Thursday, July 12, 2018 by Ethan Huff
A senior official from the Indian National Congress (INC), one of India’s opposition parties, is demanding an investigative probe into what he’s calling a “mega bitcoin scam” involving leaders of the country’s majority Bharatiya Janata Party (BJP).
Shaktisinh Gohil says that BJP officials have been complicit in a “multi-layered” scam that involved laundering large amounts of money through the bitcoin platform.

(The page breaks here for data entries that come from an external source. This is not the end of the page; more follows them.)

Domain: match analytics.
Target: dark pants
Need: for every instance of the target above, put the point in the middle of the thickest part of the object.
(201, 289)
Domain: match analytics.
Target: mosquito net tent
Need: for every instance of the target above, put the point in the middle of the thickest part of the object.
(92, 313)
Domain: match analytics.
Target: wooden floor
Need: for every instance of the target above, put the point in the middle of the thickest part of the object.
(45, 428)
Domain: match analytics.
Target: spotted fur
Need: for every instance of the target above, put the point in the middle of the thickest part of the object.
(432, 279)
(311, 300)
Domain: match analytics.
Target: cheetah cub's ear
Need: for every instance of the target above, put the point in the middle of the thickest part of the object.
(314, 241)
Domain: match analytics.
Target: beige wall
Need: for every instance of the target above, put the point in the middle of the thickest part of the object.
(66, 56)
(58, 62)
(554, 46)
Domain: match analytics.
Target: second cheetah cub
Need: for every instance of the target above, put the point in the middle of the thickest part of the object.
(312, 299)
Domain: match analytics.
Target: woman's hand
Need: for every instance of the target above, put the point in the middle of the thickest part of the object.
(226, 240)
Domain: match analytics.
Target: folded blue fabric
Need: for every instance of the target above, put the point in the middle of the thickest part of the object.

According to the Criminal Investigation Department (CID), roughly Rs 5,000 crore, the equivalent of about $723 million, was funneled through bitcoin as “cover-up” money for various laundering and extortion purposes.
All of this came to light back in April when Indian businessman and builder Sailesh Bhatt filed a complaint against Gujarat’s Amreli district police, claiming that they extorted 200 bitcoins, worth about $2 million at the time, as well as demanded Rs 32 crore, worth about $4.6 million in cash, as ransom money.
According to Bhatt, Nalin Kotadiya, a BJP official and former Member of the Legislative Assembly (MLA), pressured him to hand over all of this cash and bitcoins under duress. A CID investigation was launched immediately after, resulting in multiple arrests, including Amreli district police superintendent Jagdish Patel.
Kotadiya reportedly absconded not long after, at the request of CID, and has since been declared a proclaimed offender. Despite a warrant being issued for his arrest, CID insists that Kotadiya has “remained untraceable,” which Gohil says is all too convenient, seeing as how the Modi government has basically turned a blind eye to the whole thing.
“If he is arrested, [Kotadiya] will reveal damning evidences which will expose top BJP leaders in the state,” Gohil says.
“It is intriguing that the Modi government sends … authorities to hound Gujarat Congress MLAs as well as Karnatak Congress candidates during elections when the code of conduct is on. But it does not bother to investigate this ‘mega bitcoin scam,'” he adds.
For more bitcoin news, check out BitRaped.com.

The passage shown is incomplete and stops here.